The Courtroom Battle
Back in Liverpool, investor William Gregson was unhappy about the financial return on his investment. He filed an insurance claim for £30 per drowned captive—a substantial sum in today's money. The insurers declined to pay. In March 1783, Gregson sued and won a trial by jury, with his lawyers claiming that throwing the enslaved people overboard had been “necessary.”
The Spark for Abolition
According to Kara, “there is a direct line of causality between the public exposure of the Zorg murders and the first movement to abolish slavery in England.” Just twelve days after the trial, an published essay appeared in a prominent English newspaper. The author, who claimed to have attended the court proceedings, made a powerful case against slavery, using the Zorg case as a prime example of its brutality. Olaudah Equiano saw the letter and brought it to the abolitionist Granville Sharp, who petitioned for a new trial.

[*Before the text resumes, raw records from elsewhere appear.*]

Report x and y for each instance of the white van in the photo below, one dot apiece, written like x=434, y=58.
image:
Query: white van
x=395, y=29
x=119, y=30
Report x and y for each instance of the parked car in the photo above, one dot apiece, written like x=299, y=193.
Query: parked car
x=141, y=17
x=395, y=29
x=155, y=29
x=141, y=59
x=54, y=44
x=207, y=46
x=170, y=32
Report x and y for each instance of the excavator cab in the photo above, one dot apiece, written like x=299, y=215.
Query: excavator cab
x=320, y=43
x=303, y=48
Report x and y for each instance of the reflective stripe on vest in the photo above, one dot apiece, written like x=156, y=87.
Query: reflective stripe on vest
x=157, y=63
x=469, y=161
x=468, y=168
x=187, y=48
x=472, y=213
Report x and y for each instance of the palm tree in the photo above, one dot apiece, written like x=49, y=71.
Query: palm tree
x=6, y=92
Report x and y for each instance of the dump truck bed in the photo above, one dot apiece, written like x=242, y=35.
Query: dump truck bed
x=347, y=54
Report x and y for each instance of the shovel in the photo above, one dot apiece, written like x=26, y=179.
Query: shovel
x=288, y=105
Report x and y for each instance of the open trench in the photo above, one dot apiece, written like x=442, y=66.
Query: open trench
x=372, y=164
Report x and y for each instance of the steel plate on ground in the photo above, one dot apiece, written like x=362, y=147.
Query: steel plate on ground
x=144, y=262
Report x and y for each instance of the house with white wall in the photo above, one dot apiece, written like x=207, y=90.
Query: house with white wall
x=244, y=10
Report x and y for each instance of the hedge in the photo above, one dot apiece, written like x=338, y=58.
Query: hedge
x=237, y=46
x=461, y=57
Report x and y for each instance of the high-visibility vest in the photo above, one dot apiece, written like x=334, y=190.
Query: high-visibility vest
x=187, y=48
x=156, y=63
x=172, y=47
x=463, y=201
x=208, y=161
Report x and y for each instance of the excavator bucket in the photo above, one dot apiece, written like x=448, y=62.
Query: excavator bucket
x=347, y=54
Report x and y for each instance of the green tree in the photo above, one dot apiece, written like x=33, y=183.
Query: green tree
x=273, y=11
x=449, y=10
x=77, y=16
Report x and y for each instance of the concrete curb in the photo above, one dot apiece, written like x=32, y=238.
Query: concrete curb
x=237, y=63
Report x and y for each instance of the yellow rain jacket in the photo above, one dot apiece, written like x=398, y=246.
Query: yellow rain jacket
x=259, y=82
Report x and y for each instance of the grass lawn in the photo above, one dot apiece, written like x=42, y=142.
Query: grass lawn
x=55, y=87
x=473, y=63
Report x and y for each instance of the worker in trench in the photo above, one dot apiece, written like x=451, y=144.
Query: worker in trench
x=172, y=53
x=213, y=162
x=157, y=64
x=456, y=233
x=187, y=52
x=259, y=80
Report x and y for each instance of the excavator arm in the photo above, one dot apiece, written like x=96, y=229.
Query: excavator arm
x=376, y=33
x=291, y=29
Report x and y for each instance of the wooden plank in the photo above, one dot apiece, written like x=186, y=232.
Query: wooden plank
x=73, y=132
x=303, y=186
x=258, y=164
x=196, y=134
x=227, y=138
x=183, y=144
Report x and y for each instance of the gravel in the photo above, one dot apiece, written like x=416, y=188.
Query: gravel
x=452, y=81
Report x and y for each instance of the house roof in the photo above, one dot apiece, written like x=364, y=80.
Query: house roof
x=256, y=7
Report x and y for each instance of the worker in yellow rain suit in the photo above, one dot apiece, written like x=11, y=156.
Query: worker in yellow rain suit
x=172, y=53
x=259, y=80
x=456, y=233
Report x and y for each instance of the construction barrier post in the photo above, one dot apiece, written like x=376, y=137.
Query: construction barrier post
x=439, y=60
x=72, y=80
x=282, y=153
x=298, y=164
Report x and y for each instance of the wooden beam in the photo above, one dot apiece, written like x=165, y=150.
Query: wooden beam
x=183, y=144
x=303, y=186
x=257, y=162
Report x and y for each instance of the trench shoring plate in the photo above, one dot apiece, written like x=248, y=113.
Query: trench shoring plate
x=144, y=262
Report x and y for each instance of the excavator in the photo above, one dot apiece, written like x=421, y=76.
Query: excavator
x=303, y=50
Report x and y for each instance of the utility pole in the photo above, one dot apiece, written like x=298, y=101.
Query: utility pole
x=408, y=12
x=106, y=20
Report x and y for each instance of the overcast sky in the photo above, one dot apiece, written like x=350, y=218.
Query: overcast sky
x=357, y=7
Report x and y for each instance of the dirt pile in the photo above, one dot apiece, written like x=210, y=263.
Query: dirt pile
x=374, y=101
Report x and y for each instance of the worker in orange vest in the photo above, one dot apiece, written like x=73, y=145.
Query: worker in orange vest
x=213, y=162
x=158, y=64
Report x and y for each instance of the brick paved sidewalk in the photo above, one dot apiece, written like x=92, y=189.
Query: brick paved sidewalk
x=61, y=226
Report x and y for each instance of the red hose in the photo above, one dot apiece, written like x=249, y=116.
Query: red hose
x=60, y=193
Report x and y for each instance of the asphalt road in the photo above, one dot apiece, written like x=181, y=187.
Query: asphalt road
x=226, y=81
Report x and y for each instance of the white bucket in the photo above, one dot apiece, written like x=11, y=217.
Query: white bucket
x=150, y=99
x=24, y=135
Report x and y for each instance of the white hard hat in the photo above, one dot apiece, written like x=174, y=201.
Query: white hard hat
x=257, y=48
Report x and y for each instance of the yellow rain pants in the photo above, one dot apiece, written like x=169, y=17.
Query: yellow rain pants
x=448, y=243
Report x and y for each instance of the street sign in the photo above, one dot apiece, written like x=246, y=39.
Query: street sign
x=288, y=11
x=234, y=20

At the subsequent hearing, the events on the Zorg were reviewed in meticulous detail, exactly what the abolitionists had hoped for.
The Road to 1807
In the spring of 1787, the initial group of the Society for Effecting the Abolition of the Slave Trade first met. Over the subsequent years, they petitioned, orated, lobbied tirelessly, and gathered evidence on the particulars of the slave trade. “Their efforts,” Kara writes, “would lay a blueprint for the pursuit of social justice.” After years of struggles, the Act for the Abolition of the Slave Trade was enacted in 1807.
An Enduring Impact
The debate over who or what should be credited for abolition is a matter of debate. The Zorg's legacy, however, is powerfully evident in J.M.W. Turner's famous painting, The Slave Ship, which was inspired by the events of 1781. While slavery has been near-universal in human history, its abolition following a prolonged mass campaign was historic, serving as an affirmation to the power of persistent activism, the pen, and unwavering determination.
The Author's Approach
Unlike his previous books—such as the Pulitzer finalist Cobalt Red—Kara has had to address certain lacunae in the available documentation. Consequently, imaginative flourishes contrast with rigorously researched accounts, giving the book a slightly chimeric feel. A blend of narrative suspense and part serious nonfiction, The Zorg nevertheless manages to illuminating one of history's darkest chapters, using compelling prose and documented fact to assemble a portrait that haunts the reader long after the final page.